Pattern 3: Regression Testing

bash

# Before deploying changes to production, test current vs new

# 1. Baseline (current production strategy)
python3 create_test_task.py --email "baseline@example.com" --topic "Test topic" --output /tmp/regression/baseline_task.json
python3 execute_batch.py ...
# Save results

# 2. Make changes to strategy

# 3. Test new version
python3 create_test_task.py --email "new@example.com" --topic "Test topic" --output /tmp/regression/new_task.json
python3 execute_batch.py ...
# Compare results

# 4. Validate no regressions
python3 validate_regression.py \
  --baseline /tmp/regression/baseline_results.json \
  --new /tmp/regression/new_results.json \
  --output /tmp/regression/regression_report.json

Tips & Best Practices

1. Use Unique Test Emails

Always use identifiable test email addresses:

•test-strategy-{strategy_name}@example.com
•dev-{your_name}@example.com
•Never use real user emails for testing

2. Clean Up Test Tasks

Always delete test tasks after validation:

bash

# List all test tasks
python3 list_tasks.py --api-key "$PROD_API_KEY" | grep "test-"

# Bulk delete
python3 batch_delete_tasks.py --pattern "test-*"

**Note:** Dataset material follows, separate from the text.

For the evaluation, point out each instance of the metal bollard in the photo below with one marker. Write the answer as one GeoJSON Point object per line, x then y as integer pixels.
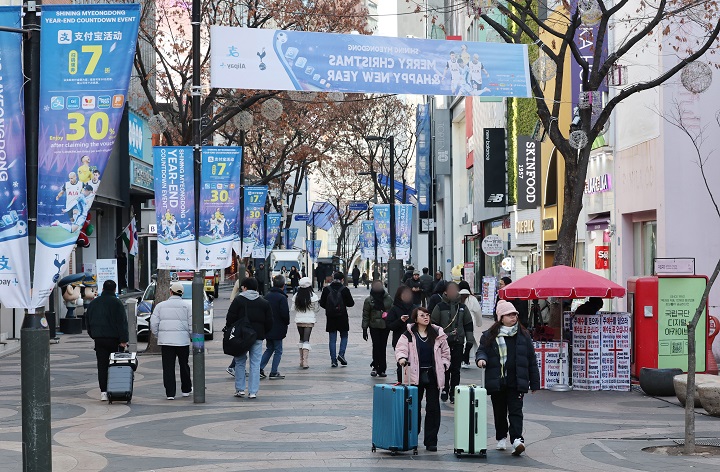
{"type": "Point", "coordinates": [131, 307]}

3. Use Webhook.site for Quick Tests

For quick tests without setting up infrastructure:

•Go to https://webhook.site
•Copy your unique URL
•Use as CALLBACK_URL
•View results in browser

4. Tag Test Executions

When creating test tasks, use descriptive topics:

bash

# Good
--topic "[TEST] AI news - strategy_v2_iteration_3"

# Bad
--topic "test"

This makes Langfuse traces easier to find and filter.

5. Automate Full Loop

Create a script for the full optimization loop:

bash

#!/bin/bash
# optimize_strategy.sh

STRATEGY_SLUG=$1
TEST_TOPIC=$2

# Generate → Validate → Deploy → Test → Analyze → Report
...

6. Monitor API Rate Limits

Production API may have rate limits:

•Wait between batch executions
•Use --poll-interval to avoid overwhelming the API
•Check API response headers for rate limit info

Troubleshooting

"Authentication failed":

•Verify PROD_API_KEY is set correctly
•Check API key is active in production database
•Ensure X-API-Key header is sent

"Webhook not receiving results":

•Verify CALLBACK_URL is publicly accessible
•Check webhook receiver logs
•Use webhook.site for debugging
•Ensure URL doesn't have trailing slash inconsistencies

"Task execution times out":

•Increase --timeout parameter
•Check production logs for errors
•Verify strategy is valid and doesn't have infinite loops
•Check Langfuse for ERROR level traces

"Cannot find Langfuse trace":

•Wait 30-60 seconds for trace to be indexed
•Verify metadata fields match (email, topic)
•Check time range is wide enough
•Use --time-range "last_1_day" for safety

"Health check fails":

•Verify PROD_API_URL is correct
•Check if API is deployed and running
•Verify network connectivity
•Check API logs for startup errors

Security Considerations

1. API Key Management

DO:

•Store API key in environment variables
•Use separate API keys for testing vs production
•Rotate keys regularly

DON'T:

•Commit API keys to git
•Share API keys in logs or screenshots
•Use production API key for automated testing

2. Test Data

DO:

•Use fake/test email addresses
•Use non-sensitive research topics
•Mark test tasks clearly

DON'T:

•Use real user data for testing
•Test with sensitive/confidential topics
•Leave test tasks in production database

3. Webhook Security

DO:

•Use HTTPS for webhook URLs
•Validate webhook payloads
•Log webhook failures

DON'T:

•Expose webhook receiver without authentication
•Trust webhook data without validation
•Store sensitive data in webhook logs

Success Criteria

Good production testing should:

•✅ Use isolated test tasks (identifiable emails)
•✅ Clean up after completion
•✅ Link to Langfuse traces for analysis
•✅ Document results for comparison
•✅ Enable rapid iteration (< 5 min per cycle)
•✅ Validate before deploying to real users

Remember: This skill is about safe production testing, not replacing proper staging environments. Use it for:

•Strategy validation
•Performance profiling
•Regression testing
•Optimization loops

For high-risk changes, always test locally first using run_daily_briefing.py.